No entendía el porqué Luan la había invitado a su casa, ¿no era suficiente en ayudarla a buscar otro método para abrir esa puerta? Maggie no dijo nada, se levantó y bajo los escalones hasta quedar a la par de la comediante. Su mirada se agachó al ver lo pequeña que se veía estando a su lado.

Asintió y en segundos, ambas ya se encontraban caminando por las calles, en dirección hacia la casa de Luan. En el trayecto no hubo sino el silencio por parte de la emo, en cambio Luan aprovechaba cada segundo para intentar que rompiese el hielo, los comentarios jocosos a Maggie no le hacían ninguna gracia. Más en el fondo no pensó en decirle que se detuviera, solo quería sentir su compañía aunque sea demasiado orgullosa y un tanto fría para demostrarlo.
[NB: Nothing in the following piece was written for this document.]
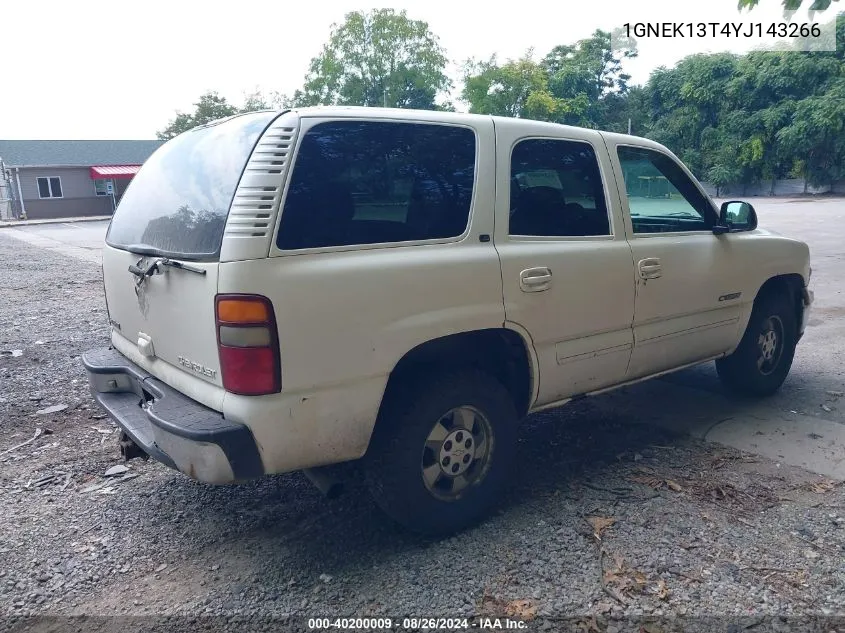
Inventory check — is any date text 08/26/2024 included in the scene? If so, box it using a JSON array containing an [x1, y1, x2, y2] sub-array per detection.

Al pasar una esquina, Luan se adelantó y se detuvo frente a una casa enorme de ladrillos blancos y el tejado en tonalidades rojas. No hacia falta preguntar que ahí vivía la comediante y no le sería para nada inusual que allí también estuviese viviendo el chico peliblanco.

—Entra.

Maggie pudo ver con detalle como era por dentro, no se sorprendió para nada pues se trataba de una casa normal, con la diferencia de que el espacio se veía incluso más grande que su propia casa. Quería ir con Luan, preguntarle sobre el tamaño de la casa, pero las voces de unas niñas la interrumpieron. Las dos se iban gritando, al mismo tiempo que el chico peliblanco las perseguía e intentaba calmarlas sin éxito alguno. Abrió la boca para decir algo pero el ruido de una guitarra volvió a callarla.

—¿Qué fue eso? —se pregunta Maggie tapándose los oídos.

—Solo son algunas de mis hermanas —responde Luan sin rodeos, como si eso fuese lo más normal del mundo.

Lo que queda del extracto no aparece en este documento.